The Chinese official statistics say that the average rise in property prices was 10.7 per cent in February. The increase is accelerating from a year-on-year rise of 9.5 per cent in January. However, the data may significantly underestimate what is going on for prime properties in China. My friends in Shanghai and Beijing say the rate of price increases of typical housing units is above 50 per cent a year and may reach 100 per cent, and that new property developments are spreading fast from first to second-tier suburbs, with less convenient transportation.

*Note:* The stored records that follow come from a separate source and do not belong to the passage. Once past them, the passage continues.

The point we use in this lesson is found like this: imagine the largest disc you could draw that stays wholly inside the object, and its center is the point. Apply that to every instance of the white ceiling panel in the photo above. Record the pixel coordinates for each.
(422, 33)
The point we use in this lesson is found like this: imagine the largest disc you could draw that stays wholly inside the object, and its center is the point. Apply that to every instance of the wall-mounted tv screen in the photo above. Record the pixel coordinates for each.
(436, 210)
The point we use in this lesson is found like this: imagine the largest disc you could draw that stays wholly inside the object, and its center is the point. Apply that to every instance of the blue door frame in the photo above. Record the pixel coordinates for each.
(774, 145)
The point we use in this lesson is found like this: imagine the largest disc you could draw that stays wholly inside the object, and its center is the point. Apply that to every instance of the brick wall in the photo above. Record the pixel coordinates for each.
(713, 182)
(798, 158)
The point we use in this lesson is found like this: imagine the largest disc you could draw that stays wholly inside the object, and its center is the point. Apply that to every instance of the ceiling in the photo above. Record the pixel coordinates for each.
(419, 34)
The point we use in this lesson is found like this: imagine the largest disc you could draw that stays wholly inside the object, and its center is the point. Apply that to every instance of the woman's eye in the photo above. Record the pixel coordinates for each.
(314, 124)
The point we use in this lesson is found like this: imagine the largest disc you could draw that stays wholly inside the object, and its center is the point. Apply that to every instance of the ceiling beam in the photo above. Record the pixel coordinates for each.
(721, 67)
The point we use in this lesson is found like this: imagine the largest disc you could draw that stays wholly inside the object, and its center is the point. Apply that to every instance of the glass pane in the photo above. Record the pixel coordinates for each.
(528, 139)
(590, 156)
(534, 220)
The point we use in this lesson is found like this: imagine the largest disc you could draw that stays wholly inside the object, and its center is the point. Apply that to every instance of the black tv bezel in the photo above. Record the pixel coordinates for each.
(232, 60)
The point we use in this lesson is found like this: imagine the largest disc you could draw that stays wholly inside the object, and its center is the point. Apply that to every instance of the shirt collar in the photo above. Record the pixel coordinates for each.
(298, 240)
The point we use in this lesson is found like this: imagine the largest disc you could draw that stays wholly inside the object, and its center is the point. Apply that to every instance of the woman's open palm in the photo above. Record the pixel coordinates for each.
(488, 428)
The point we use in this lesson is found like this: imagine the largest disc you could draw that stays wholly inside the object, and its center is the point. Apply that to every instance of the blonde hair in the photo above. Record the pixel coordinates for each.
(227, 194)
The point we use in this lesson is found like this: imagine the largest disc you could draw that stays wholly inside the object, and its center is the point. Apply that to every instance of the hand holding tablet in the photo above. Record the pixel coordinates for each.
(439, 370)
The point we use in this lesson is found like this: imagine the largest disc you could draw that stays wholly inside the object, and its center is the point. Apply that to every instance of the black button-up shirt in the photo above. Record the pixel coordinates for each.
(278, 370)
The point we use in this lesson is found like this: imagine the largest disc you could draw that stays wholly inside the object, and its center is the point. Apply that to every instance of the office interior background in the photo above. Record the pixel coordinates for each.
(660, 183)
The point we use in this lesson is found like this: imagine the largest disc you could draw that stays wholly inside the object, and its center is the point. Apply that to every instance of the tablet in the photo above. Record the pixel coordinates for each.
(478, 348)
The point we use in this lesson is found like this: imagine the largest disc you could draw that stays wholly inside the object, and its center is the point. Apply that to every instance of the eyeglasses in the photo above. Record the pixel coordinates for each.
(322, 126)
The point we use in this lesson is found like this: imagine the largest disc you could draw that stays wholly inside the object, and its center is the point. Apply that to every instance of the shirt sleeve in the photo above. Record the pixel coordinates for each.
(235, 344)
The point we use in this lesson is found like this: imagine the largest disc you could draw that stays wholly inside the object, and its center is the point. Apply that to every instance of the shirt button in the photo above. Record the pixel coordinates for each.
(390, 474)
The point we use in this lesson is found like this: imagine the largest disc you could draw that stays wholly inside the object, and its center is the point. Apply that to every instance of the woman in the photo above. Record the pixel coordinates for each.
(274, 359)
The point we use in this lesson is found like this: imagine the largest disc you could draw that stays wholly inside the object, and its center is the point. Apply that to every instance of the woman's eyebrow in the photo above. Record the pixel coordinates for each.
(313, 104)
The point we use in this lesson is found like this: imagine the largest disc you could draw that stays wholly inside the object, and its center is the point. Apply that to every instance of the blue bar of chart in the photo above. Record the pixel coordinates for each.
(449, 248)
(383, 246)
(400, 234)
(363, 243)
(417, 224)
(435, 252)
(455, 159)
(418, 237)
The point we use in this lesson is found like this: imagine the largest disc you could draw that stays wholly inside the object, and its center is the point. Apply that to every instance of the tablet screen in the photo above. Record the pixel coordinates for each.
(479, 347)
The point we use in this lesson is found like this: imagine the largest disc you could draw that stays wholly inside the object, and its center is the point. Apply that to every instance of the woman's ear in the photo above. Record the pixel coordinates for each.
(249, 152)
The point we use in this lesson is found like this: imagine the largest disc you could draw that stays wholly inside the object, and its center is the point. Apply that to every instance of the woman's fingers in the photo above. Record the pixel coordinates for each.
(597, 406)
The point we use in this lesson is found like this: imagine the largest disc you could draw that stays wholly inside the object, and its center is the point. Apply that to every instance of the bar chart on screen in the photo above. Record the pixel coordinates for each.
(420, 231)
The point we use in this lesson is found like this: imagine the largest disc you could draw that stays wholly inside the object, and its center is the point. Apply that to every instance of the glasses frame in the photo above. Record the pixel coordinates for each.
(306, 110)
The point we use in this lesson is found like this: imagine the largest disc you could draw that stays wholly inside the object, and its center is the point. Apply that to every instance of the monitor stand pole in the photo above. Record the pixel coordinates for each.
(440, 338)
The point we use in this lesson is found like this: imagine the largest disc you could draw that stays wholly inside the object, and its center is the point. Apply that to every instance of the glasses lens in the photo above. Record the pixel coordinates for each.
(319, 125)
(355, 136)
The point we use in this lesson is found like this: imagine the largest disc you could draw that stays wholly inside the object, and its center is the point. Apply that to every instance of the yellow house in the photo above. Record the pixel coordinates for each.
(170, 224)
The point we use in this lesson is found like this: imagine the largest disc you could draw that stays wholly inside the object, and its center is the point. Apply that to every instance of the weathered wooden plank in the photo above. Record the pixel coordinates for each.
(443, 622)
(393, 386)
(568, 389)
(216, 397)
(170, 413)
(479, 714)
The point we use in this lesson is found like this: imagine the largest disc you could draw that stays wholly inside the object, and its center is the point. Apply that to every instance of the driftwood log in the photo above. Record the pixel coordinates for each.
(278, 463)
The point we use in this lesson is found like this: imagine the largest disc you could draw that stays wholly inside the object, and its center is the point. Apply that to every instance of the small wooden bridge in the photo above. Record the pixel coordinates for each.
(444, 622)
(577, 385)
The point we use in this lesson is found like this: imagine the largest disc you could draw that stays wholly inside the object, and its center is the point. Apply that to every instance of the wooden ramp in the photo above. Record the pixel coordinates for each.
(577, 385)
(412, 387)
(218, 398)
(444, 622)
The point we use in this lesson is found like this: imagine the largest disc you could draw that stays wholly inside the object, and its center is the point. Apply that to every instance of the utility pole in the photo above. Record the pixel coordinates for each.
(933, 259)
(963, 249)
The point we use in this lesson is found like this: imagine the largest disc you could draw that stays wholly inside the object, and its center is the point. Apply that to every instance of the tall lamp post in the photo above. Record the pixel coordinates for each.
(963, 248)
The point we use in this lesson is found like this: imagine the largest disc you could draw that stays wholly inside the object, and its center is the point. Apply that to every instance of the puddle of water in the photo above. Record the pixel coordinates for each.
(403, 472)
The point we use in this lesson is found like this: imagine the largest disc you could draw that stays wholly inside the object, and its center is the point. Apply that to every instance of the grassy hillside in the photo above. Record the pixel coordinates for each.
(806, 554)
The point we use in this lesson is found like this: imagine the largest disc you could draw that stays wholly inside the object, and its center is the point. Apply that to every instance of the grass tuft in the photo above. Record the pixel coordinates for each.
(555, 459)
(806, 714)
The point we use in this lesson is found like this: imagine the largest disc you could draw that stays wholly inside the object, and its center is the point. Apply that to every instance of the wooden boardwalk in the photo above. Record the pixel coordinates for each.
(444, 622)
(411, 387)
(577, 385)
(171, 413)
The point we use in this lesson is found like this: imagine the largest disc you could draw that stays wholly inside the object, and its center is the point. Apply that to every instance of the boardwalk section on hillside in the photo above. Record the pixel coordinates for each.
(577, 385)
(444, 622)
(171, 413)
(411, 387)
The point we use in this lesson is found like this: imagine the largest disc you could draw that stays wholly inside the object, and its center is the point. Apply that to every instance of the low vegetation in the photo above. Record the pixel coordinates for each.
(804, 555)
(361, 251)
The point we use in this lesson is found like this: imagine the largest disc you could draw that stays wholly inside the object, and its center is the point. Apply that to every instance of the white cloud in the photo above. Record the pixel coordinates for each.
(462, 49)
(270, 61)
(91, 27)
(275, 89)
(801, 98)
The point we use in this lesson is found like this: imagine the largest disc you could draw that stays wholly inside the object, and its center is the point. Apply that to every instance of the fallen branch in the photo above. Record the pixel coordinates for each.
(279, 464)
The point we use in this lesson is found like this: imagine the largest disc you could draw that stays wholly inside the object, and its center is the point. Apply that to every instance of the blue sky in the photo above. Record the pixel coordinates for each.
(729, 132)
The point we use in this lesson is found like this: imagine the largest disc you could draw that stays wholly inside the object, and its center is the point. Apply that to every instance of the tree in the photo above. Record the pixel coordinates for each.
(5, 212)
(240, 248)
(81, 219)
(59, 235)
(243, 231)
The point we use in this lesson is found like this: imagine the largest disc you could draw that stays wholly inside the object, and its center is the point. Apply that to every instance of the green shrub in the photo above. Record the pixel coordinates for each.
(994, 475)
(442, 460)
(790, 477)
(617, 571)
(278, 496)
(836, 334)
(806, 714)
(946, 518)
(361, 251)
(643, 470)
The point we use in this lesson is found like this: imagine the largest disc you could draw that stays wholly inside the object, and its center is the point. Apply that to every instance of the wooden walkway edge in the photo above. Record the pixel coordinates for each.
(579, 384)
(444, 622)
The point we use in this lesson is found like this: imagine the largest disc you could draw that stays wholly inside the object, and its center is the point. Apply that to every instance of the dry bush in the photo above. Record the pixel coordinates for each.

According to the official statistics, the rate of price increases of newly-built residential buildings (at 90 square metres and below) in Beijing, Shanghai and Shenzhen are 19.3 per cent, 11.6 per cent and 19.6 per cent, respectively. In the same category, the highest property inflation was in Sanya, Hainan Island, at 57.9 per cent. However, the location and quality of the buildings are most likely not controlled for in the official statistics. (Beyond “average prices”, no detailed description is available.) Suppose that the market has more buildings in the second-tier than the first-tier suburbs; then the average price may be lower than the location-controlled index. Official statistics most likely underestimate the size of the housing bubble.
In real estate economics, the quality-adjusted property price index can be constructed by the sampling of repeated-sale (identical) properties (like the Case-Shiller index), by running a hedonic regression (in many academic studies for particular cities), or by using expert appraisal (like the frequently quoted Japanese land price index). Having a quality-adjusted property price index is a critical base for timely policy decisions.